Harrumph! Harrumph! These are men of the cloth!
Given what the main agricultural product was in Somerset at the time, their ideas of true and false could well have been a bit…woolly.
And if the Abbot had been caught out in his deception, he would have looked a bit sheepish.
everybody knows that King Arthur is resting with his knights in Merlin’s cave.
Yes, these are deeply pious, righteous men, who just happen to be members of a blood-drinking, flesh-eating cult that follows one of the walking dead, and who wear miniature torture devices around their necks.
They had a term for this in the Middle Ages that I can’t quite remember, something like “miraculous multiplication”. It was held up as evidence for, not against, the relics’ authenticity and holiness.
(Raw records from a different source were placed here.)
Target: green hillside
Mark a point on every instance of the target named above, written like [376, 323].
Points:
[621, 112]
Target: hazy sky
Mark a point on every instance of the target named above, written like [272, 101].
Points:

Forgot to mention, though, that there are some “official pilgrimage sites” that are likely to be the real place. Jacob’s Well at Sychar (in Nablus in the West Bank), where the story of Jesus and the woman at the well took place, is definitely the same well that was there when Jesus was, because that’s not the kind of thing that moves. (Whether it’s the same town that Jacob dug a well in isn’t as certain, but if it’s the right town, it’s the right well.) The church around it has been rebuilt a number of times over the centuries, and the well’s been repaired, but it’s nothing magic anyway, just a well that folks got water from.
Relics are great, cause anybodies toe/finger/skull/whatever will do in a pinch.